Ele foi o primeiro ser humano a ver uma bactéria. Pense nisso: antes dele, ninguém imaginava que existissem seres vivos milhares de vezes menores que um grão de areia.

O “animalículos” que mudaram tudo

A descoberta mais revolucionária veio em 1676. Leeuwenhoek coletou água da chuva, de poços, do canal de Delft e até da própria boca (após raspar os dentes). Para sua surpresa, viu “muitíssimos animálculos pequeninos, muito bonitinhos, movendo-se de maneira encantadora”.

“A quantidade deles era tão grande que, se todos os homens do mundo fossem reunidos, não conseguiriam contar nem a milionésima parte deles.”

Hoje sabemos que ele estava a ver bactérias, ciliados e flagelados. A ciência moderna começou ali, numa gota d’água observada por um comerciante holandês.

A descoberta do espermatozoide e a polémica da pré-formação

Em 1677, um estudante de medicina chamado Johan Ham mostrou-lhe sémen de um doente com gonorreia. Leeuwenhoek, curioso, examinou sémen próprio e de coelhos, cães e peixes. Ficou estupefacto ao ver milhares de “animálculos com cauda” nadando vigorosamente.

Na época, predominava a teoria da pré-formação: acreditava-se que o embrião já estava totalmente formado no espermatozoide (homúnculo) ou no óvulo. Leeuwenhoek tornou-se um dos maiores defensores da versão “espermista”. A polémica duraria mais de um século, até Karl Ernst von Baer descobrir o óvulo humano em 1827.

Relação com os grandes cientistas da época

Apesar de não ter formação académica, Leeuwenhoek recebeu visitas ilustres:

  • 1677 – Christiaan Huygens, o inventor do relógio de pêndulo
  • 1680 – Peter, o Grande, czar da Rússia
  • 1698 – A rainha da Inglaterra (viajou especialmente a Delft!)
  • 1716 – O príncipe de Liechtenstein

Em 1680 foi eleito membro da Royal Society — honra raríssima para alguém sem títulos académicos.

Técnica e metodologia: o rigor do autodidata

Leeuwenhoek não era apenas um bom fabricante de lentes. Era um experimentalista brilhante:

  • Usava luz lateral para realçar contraste
  • Criava suportes especiais para observar insetos vivos
  • Fixava amostras com cera ou cola de peixe
  • Repetia observações dezenas de vezes
  • Media tamanhos comparando com grãos de areia

O seu rigor impressionou até Isaac Newton, que citou várias das suas observações.

Últimos anos e legado

Mesmo aos 90 anos, Leeuwenhoek continuava a trabalhar. Morreu a 26 de agosto de 1723, com 90 anos e 10 meses — idade extraordinária para a época. Deixou mais de 500 microscópios e lentes, dos quais apenas 9 sobreviveram até hoje.

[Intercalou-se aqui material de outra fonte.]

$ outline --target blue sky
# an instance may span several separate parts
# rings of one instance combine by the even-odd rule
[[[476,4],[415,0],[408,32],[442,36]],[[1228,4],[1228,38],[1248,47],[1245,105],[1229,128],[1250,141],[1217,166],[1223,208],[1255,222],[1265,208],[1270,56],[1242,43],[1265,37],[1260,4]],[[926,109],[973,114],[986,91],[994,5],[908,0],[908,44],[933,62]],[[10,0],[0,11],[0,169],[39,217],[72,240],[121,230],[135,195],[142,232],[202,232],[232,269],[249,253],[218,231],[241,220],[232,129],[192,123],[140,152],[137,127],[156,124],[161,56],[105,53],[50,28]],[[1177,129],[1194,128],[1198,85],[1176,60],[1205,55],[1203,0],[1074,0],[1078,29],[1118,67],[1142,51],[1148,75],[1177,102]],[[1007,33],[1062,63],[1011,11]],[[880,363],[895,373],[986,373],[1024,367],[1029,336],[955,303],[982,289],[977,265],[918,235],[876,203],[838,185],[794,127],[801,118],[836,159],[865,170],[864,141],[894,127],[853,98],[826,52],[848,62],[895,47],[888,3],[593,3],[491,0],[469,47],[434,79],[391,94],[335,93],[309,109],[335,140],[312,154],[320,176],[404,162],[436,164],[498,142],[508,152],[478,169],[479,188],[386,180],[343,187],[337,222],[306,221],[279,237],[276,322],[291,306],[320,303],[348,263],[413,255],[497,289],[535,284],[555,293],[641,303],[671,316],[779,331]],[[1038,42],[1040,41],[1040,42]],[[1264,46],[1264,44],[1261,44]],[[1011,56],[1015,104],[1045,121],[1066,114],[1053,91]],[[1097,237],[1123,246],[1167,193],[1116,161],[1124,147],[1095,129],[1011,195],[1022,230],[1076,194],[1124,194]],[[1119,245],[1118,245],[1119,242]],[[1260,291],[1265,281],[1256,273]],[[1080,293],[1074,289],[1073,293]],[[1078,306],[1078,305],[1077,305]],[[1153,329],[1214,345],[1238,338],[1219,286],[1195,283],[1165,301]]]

O seu trabalho abriu caminho para:

Sem Leeuwenhoek, não teríamos vacinas, antibióticos nem compreensão das infeções.

Perguntas Frequentes sobre Anton van Leeuwenhoek

Quem foi o primeiro a ver bactérias?
Anton van Leeuwenhoek, em 1676.

Quantas lentes Leeuwenhoek fez ao longo da vida?
Cerca de 500 lentes e 250 microscópios completos.

Porque ele escrevia em holandês e não em latim?
Nunca aprendeu latim — era um autodidata completo.

Leeuwenhoek acreditava na geração espontânea?
Não. As suas observações ajudaram a refutar esta ideia antiga.

Onde estão os microscópios originais de Leeuwenhoek?
Nove sobreviveram. O mais famoso está no Museu Boerhaave, em Leiden, e ainda funciona!